As with the transistor of the embodiment described above, in operation of the transistor upon application of a gate voltage to the gate contacts 9 the applied voltage across the gate electrode 5 and the capacitor 11 from. When the surface of the capacitor 11 compared to the surface of the gate electrode 5 is large, the voltage drop across the capacitor 11 maximized according to the above equation. When the voltage drop across the capacitor 11 is maximized, it means that the gate 5 a substantially lower applied voltage "sees", and consequently, at the gate 5 a higher voltage can be applied.

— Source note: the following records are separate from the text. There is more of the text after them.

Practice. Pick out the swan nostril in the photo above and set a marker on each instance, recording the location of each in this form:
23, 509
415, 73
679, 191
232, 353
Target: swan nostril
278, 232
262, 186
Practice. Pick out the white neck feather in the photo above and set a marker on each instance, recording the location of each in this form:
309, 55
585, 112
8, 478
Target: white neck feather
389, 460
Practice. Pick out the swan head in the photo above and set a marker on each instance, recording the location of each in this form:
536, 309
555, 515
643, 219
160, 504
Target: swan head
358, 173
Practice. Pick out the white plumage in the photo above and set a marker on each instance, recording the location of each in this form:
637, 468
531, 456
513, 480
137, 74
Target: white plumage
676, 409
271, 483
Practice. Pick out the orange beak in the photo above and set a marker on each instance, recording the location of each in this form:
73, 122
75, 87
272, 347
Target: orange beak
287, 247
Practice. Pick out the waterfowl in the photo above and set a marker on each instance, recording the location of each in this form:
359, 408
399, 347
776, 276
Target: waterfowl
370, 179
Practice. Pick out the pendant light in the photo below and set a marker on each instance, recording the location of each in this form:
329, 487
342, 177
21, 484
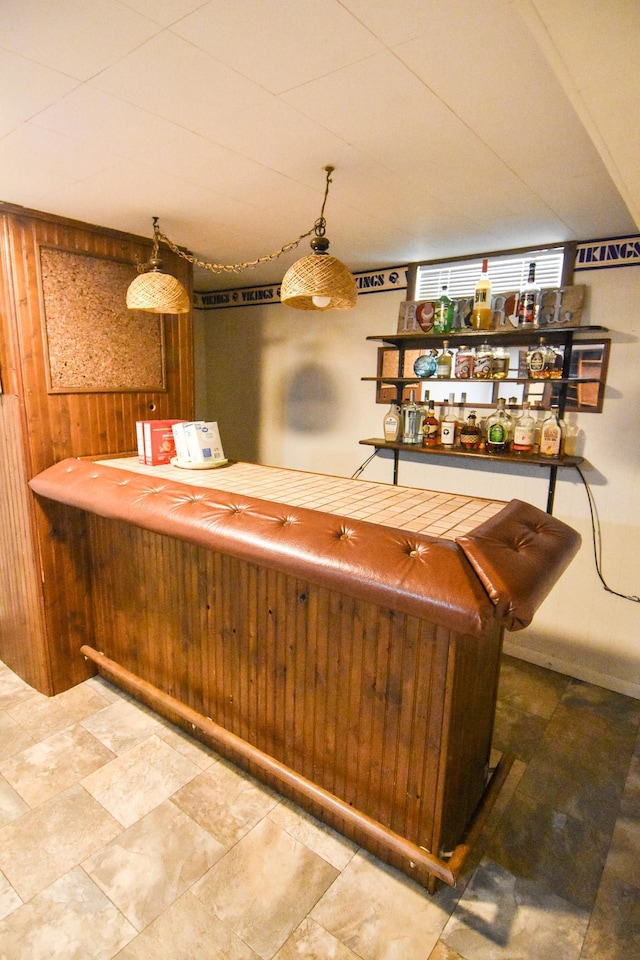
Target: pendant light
156, 291
319, 281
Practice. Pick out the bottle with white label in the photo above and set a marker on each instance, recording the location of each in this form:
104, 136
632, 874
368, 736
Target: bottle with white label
482, 314
524, 431
448, 424
392, 423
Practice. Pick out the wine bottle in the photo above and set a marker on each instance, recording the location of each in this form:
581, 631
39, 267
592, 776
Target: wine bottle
482, 314
527, 309
443, 316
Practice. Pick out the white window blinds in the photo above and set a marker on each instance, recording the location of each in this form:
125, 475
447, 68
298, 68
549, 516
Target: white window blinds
507, 272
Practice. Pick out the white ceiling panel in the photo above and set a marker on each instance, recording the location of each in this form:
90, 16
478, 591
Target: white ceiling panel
454, 127
279, 44
72, 36
27, 88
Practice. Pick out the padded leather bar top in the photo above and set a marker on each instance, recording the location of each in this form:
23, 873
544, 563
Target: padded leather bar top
495, 572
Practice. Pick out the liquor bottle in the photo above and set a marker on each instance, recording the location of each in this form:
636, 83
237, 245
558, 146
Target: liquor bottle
445, 359
482, 365
499, 363
391, 423
430, 427
540, 359
470, 434
465, 361
482, 315
527, 309
448, 425
443, 316
571, 434
462, 419
410, 420
498, 425
524, 431
551, 435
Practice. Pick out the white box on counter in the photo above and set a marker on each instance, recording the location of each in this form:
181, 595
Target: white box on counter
203, 441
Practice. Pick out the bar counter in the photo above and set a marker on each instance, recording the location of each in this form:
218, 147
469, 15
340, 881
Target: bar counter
339, 639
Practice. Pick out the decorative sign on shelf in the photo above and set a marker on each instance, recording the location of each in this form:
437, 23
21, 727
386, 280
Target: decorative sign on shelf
557, 307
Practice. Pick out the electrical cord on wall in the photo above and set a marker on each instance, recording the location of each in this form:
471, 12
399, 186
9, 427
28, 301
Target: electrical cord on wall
595, 529
597, 541
354, 476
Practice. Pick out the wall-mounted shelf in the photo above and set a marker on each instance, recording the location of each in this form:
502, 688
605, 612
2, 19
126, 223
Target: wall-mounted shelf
563, 336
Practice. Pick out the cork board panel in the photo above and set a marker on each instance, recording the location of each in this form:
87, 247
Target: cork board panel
93, 342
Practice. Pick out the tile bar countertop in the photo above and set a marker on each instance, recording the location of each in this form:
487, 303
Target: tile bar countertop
436, 514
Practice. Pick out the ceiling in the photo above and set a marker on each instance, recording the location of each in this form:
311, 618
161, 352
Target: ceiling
455, 126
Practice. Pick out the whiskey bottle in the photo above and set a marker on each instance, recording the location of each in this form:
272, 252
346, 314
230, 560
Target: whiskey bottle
527, 309
470, 433
524, 431
498, 425
444, 362
551, 435
410, 420
482, 315
443, 316
391, 423
430, 427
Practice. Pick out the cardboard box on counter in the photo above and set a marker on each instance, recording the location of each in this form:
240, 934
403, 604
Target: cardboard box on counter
156, 444
203, 441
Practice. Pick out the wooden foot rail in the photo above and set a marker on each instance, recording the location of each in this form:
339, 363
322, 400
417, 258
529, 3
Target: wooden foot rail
293, 784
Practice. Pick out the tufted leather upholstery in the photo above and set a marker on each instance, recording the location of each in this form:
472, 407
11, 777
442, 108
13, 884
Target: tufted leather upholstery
502, 569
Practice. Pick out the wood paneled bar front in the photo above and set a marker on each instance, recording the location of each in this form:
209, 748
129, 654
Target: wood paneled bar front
352, 664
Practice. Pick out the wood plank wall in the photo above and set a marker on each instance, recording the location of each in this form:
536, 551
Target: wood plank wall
387, 711
42, 428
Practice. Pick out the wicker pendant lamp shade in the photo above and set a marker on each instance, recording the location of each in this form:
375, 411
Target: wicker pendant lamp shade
156, 291
318, 282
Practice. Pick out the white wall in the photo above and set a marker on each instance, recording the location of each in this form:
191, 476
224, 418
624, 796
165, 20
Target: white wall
286, 389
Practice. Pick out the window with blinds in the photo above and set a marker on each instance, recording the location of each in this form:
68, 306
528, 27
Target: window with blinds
507, 272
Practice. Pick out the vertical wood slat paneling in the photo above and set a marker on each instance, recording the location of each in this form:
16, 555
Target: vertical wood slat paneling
55, 426
21, 619
348, 693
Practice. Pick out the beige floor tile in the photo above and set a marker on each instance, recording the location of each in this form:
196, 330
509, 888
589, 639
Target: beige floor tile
264, 887
145, 869
12, 805
13, 691
501, 917
9, 899
123, 725
133, 784
224, 802
13, 737
45, 716
49, 767
70, 919
310, 941
380, 914
48, 842
186, 931
328, 844
193, 750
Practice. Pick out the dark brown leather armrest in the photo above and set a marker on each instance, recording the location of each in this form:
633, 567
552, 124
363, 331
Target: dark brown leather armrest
519, 554
411, 573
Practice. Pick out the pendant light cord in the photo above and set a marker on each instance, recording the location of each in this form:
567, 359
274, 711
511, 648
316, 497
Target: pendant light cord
318, 229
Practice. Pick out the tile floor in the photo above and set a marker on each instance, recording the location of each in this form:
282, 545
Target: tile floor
120, 837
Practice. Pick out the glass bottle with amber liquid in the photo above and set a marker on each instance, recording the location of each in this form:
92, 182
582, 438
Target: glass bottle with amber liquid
482, 314
430, 427
527, 308
470, 433
498, 430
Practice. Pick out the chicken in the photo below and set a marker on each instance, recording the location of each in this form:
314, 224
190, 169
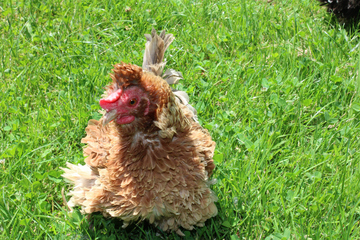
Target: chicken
345, 10
147, 157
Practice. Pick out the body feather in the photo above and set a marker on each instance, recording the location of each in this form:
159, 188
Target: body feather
155, 168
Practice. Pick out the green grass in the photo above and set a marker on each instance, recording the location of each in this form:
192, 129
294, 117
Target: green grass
275, 83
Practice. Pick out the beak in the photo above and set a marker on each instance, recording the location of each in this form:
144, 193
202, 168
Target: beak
109, 116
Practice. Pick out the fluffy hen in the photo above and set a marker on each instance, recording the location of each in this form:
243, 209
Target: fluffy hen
147, 157
345, 10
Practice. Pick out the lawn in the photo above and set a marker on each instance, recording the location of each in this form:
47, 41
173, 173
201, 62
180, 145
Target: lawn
276, 84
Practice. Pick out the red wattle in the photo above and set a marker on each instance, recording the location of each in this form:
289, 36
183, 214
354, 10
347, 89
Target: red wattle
107, 103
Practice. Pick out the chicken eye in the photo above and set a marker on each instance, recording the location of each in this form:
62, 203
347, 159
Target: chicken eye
133, 101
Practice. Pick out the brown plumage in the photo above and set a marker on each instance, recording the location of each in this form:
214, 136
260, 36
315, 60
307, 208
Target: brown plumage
154, 160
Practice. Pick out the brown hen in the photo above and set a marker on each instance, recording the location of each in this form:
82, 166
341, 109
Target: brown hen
147, 157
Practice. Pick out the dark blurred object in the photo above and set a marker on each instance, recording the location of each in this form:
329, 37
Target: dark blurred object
344, 10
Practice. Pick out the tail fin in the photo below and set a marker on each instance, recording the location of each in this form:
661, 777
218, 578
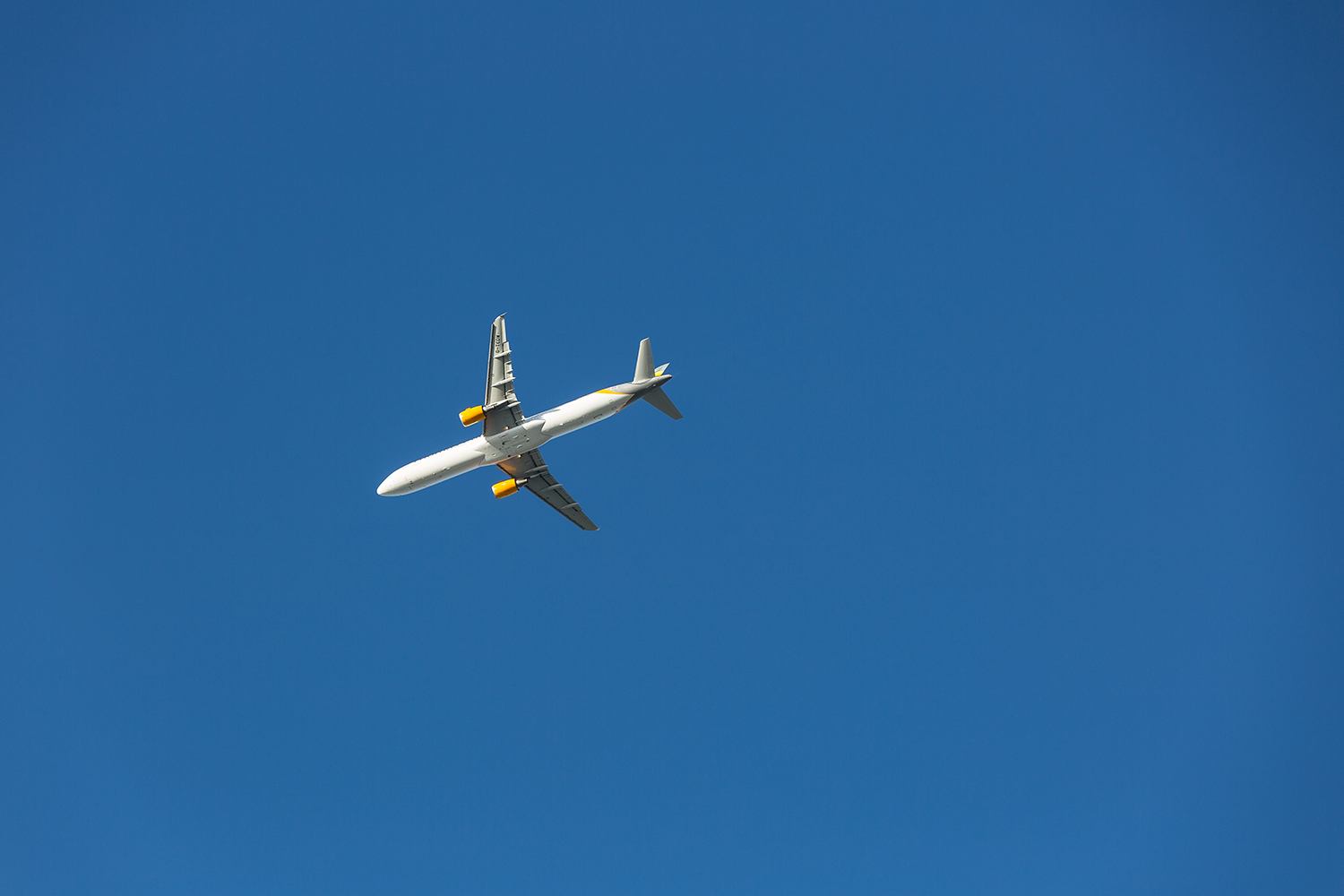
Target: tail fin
644, 366
659, 400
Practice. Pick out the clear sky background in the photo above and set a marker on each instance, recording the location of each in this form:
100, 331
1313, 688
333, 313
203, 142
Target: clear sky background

Likewise, the drain "sees" 4 a reduced gate-drain voltage since the drain zone 4 due to the presence of the drain extension 10 what is extended is what extends the length of the drain 4 even enlarged. Consequently, it is also possible to have a higher voltage at the drain 4 and this is able to cope with a higher supply voltage without derating. Thus, both the gate and the drain can be exposed to high applied voltages of approximately 15V without affecting the performance of the transistor and without process changes.

Even though the present invention with reference to certain embodiments has been described, this is not on these embodiments limited, and those skilled in the art will undoubtedly find other alternatives that lie within the claimed scope of the invention.

Claims (5)

CMOS transistor comprising one on a substrate between source zone and drain zone disposed gate electrode and one provided on the gate electrode Capacitor, so that a voltage applied to the gate electrode via a Stack, which includes the gate electrode and the capacitor drops. Transistor according to claim 1, in which the relative dimensions of the gate electrode and the Condenser are designed so that the falling over the capacitor Tension is maximized. Transistor according to claim 1 or claim 2, further comprising a drain extension, the is designed to extend the actual length of the drain zone. Transistor according to claim 3, in which the drain extension has a lower concentration of dopant as the drain zone. Transistor according to claim 3 or claim 4, wherein the drain zone and the drain extension are so are designed that a distance between a drain contact and a gate contact is larger as a distance between a source contact and the gate contact.